5. Die Logik faßt den Begriff als eine Zusammensetzung von Merkmalen und als nichts anderes. Darauf beruth ihre ganze weitere Rechnung. Sie lehrt demgemäß (9) die Definition gleichsam algebraisch ansetzen:  d  (Definitum)  = k + x  oder  d = k - x  oder  d = k - x + y,  je nachdem  k,  woran die Erklärung angeknüpft wird, ein übergeordneter oder untergeordneter oder nebengeordneter Begriff sei. So wird nach einem gewöhnlichen Beispiel im Begriff  Mensch  das Merkmal "tierisch" und "vernünftig" vereinigt  (k + x).  Ohne diese Ansicht der Zusammensetzung vermag die formale Logik, wie sich bald zeigen wird, ihr eigentliches Prinzip nicht anzuwenden.

In einer solchen Zusammensetzung liegt jedoch ein wesentlicher Irrtum. Denn die Merkmale, die wir in einem Begriff unterscheiden, haben unter sich einen eigentümlichen Zusammenhang. Dieses organische Band, durch welches das durchströmende Leben des Ganzen bezeichnet wird, ist in der Ansicht der Zusammensetzung zerrissen und in eine bloße Summe äußerlicher Teile verwandelt. Es ist nicht genug, im Menschen das Merkmal "vernünftig" zum Merkmal "tierisch" hinzuzufügen.
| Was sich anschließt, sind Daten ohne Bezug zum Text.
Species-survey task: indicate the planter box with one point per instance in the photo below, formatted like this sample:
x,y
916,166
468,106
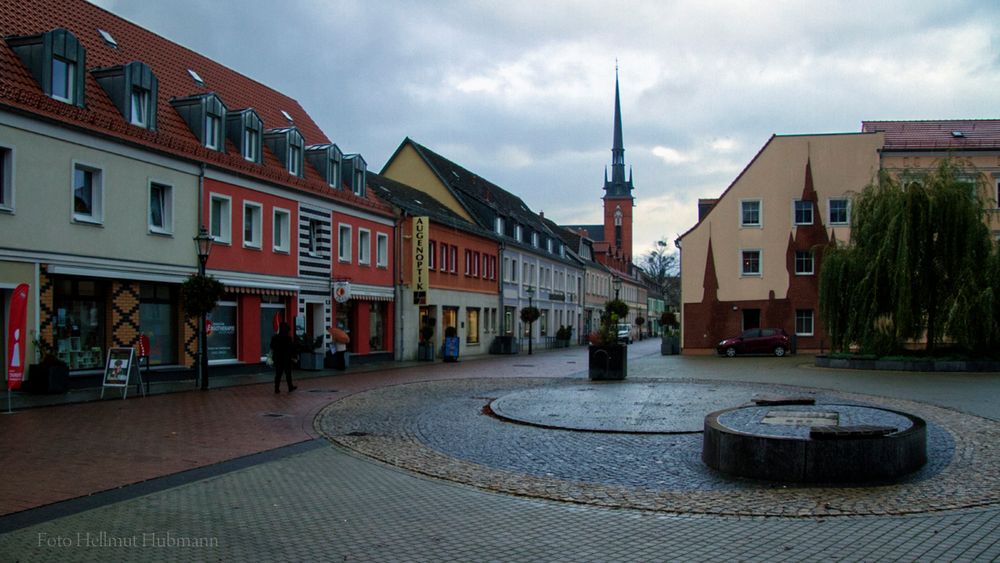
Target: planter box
x,y
670,345
608,362
312,361
47,378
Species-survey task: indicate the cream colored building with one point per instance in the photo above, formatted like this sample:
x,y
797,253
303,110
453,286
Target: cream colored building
x,y
754,257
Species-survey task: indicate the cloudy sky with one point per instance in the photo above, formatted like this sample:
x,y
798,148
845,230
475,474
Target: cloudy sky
x,y
522,92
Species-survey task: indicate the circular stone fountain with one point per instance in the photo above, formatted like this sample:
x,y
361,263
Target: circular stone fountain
x,y
803,442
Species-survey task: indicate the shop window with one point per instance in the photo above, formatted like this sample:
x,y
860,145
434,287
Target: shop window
x,y
364,246
382,250
376,326
252,213
220,218
161,207
79,325
6,178
222,343
88,193
281,230
158,321
472,326
449,317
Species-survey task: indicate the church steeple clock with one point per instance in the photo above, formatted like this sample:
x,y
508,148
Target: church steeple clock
x,y
618,199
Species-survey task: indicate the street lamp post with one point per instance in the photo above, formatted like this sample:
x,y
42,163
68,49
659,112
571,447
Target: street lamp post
x,y
531,293
203,245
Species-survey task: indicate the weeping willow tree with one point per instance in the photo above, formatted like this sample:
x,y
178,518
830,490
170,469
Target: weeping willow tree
x,y
920,264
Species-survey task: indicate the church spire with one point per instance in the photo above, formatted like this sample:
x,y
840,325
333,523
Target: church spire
x,y
618,186
618,146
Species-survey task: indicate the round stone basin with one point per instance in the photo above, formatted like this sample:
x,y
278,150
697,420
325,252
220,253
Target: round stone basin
x,y
814,443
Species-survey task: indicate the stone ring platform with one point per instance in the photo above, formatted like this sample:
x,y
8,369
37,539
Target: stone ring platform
x,y
448,430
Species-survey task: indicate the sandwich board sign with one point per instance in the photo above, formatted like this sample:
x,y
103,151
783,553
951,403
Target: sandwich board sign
x,y
119,369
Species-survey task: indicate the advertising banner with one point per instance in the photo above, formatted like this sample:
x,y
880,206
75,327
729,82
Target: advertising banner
x,y
17,319
421,268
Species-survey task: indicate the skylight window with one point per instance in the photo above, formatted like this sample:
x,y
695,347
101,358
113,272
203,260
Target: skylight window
x,y
107,38
196,77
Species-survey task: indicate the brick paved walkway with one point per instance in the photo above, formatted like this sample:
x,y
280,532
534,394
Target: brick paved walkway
x,y
317,502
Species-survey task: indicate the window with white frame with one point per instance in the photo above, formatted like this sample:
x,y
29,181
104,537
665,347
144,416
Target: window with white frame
x,y
802,212
382,250
344,243
839,212
252,218
161,208
88,193
750,262
220,219
6,178
315,228
804,263
750,213
281,230
251,144
803,322
364,246
213,131
63,77
140,106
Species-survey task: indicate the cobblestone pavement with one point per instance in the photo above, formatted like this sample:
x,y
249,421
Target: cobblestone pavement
x,y
322,502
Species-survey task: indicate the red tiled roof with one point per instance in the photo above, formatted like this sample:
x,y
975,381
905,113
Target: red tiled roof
x,y
170,63
937,134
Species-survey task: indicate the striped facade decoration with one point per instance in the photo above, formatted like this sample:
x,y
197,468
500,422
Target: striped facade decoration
x,y
314,255
46,309
123,315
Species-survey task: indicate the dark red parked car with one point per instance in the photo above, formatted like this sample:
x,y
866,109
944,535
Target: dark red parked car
x,y
756,341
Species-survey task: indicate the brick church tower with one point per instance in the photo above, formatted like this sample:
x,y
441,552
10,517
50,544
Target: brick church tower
x,y
618,199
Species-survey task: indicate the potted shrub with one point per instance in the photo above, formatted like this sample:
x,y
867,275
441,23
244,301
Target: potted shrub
x,y
50,375
449,350
425,350
608,358
563,335
670,339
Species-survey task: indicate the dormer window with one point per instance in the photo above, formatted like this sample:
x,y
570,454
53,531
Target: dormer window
x,y
133,89
327,160
204,114
244,129
62,79
355,169
286,144
56,60
140,106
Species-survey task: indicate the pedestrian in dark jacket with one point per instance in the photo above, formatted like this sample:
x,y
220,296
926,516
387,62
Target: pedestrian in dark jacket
x,y
282,351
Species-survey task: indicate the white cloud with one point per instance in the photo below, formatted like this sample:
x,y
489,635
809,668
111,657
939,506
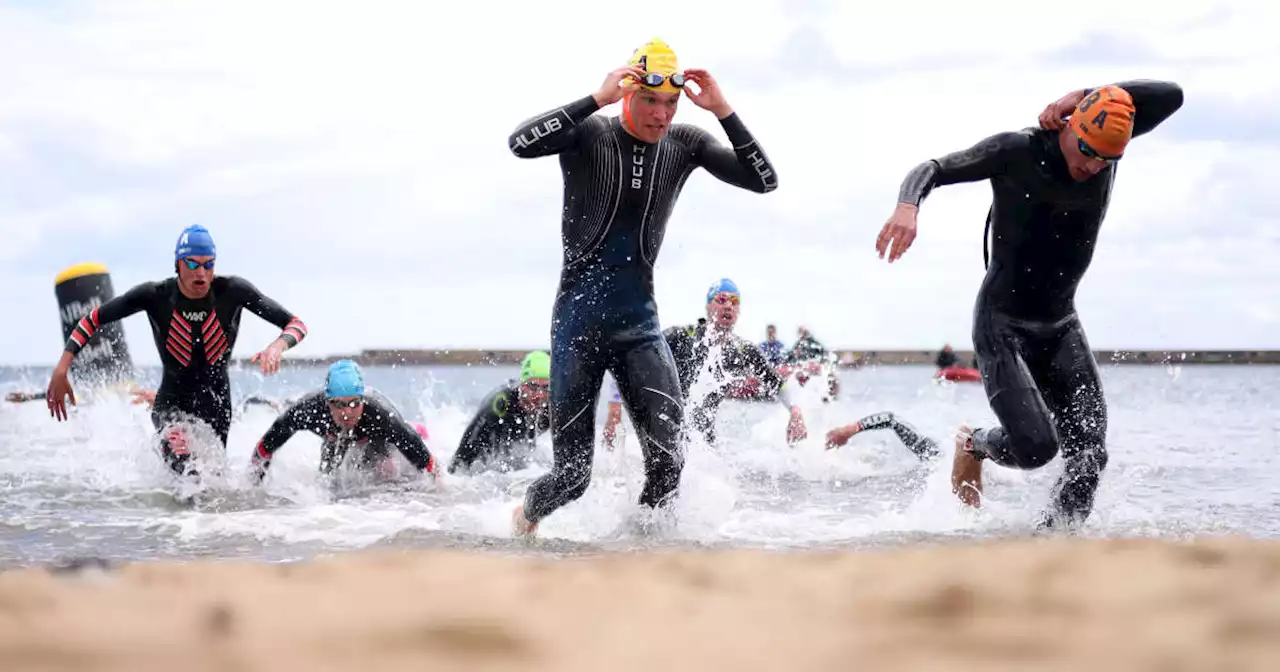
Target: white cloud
x,y
353,163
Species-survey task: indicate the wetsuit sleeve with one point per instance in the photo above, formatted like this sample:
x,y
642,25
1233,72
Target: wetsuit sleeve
x,y
480,435
551,132
1153,101
984,160
268,309
744,165
764,371
136,300
410,443
302,416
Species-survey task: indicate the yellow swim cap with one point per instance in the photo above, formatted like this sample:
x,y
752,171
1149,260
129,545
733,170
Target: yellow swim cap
x,y
654,56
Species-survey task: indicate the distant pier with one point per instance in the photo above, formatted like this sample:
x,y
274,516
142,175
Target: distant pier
x,y
846,357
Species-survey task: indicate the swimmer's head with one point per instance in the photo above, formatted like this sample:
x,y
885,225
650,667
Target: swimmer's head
x,y
193,259
1097,132
344,392
535,379
650,104
722,304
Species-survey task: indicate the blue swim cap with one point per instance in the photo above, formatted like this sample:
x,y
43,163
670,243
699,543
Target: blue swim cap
x,y
343,380
722,287
195,241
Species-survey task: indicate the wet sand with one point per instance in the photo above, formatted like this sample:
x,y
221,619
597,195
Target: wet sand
x,y
1041,604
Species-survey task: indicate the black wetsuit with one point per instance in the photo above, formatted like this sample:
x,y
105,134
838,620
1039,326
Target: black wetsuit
x,y
501,434
618,195
380,428
737,360
923,447
195,338
1036,362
Das wesentliche Verhältnis derselben zueinander ist dabei vernachlässigt, namentlich wie das tierische Leben die Grundlage des vernünftigen bildet. Wenn im linneischen System die Kennzeichen einer Pflanz aufgezählt werden, so scheint das eine Zusammensetzung von Merkmalen zu sein; aber die Anschauung oder die Vorstellung eilt ergänzend zu Hilfe und setzt jedes Kennzeichen an seine eigentümliche Stelle und gibt durch eine organische Verknüpfung den abgezogenen Merkmalen wieder Leben. Diese Ansicht der die Merkmale addierenden Zusammensetzung muß, scheint es, als eine scholastische aufgegeben werden. Sie liegt dem kühnen, aber verfehlten Versuch des RAIMUNDUS LULLUS zugrunde, der in seiner "großen Kunst" nur an die größtmöglich Zusammensetzung von Merkmalen dachte, um die Welt der Begriffe zu erschöpfen. (10) Beim rechnenden LEIBNIZ finden sich ähnliche Versuche zu Gleichungen aus den Merkmalen der Begriffe und den Begriffen selbst. (11)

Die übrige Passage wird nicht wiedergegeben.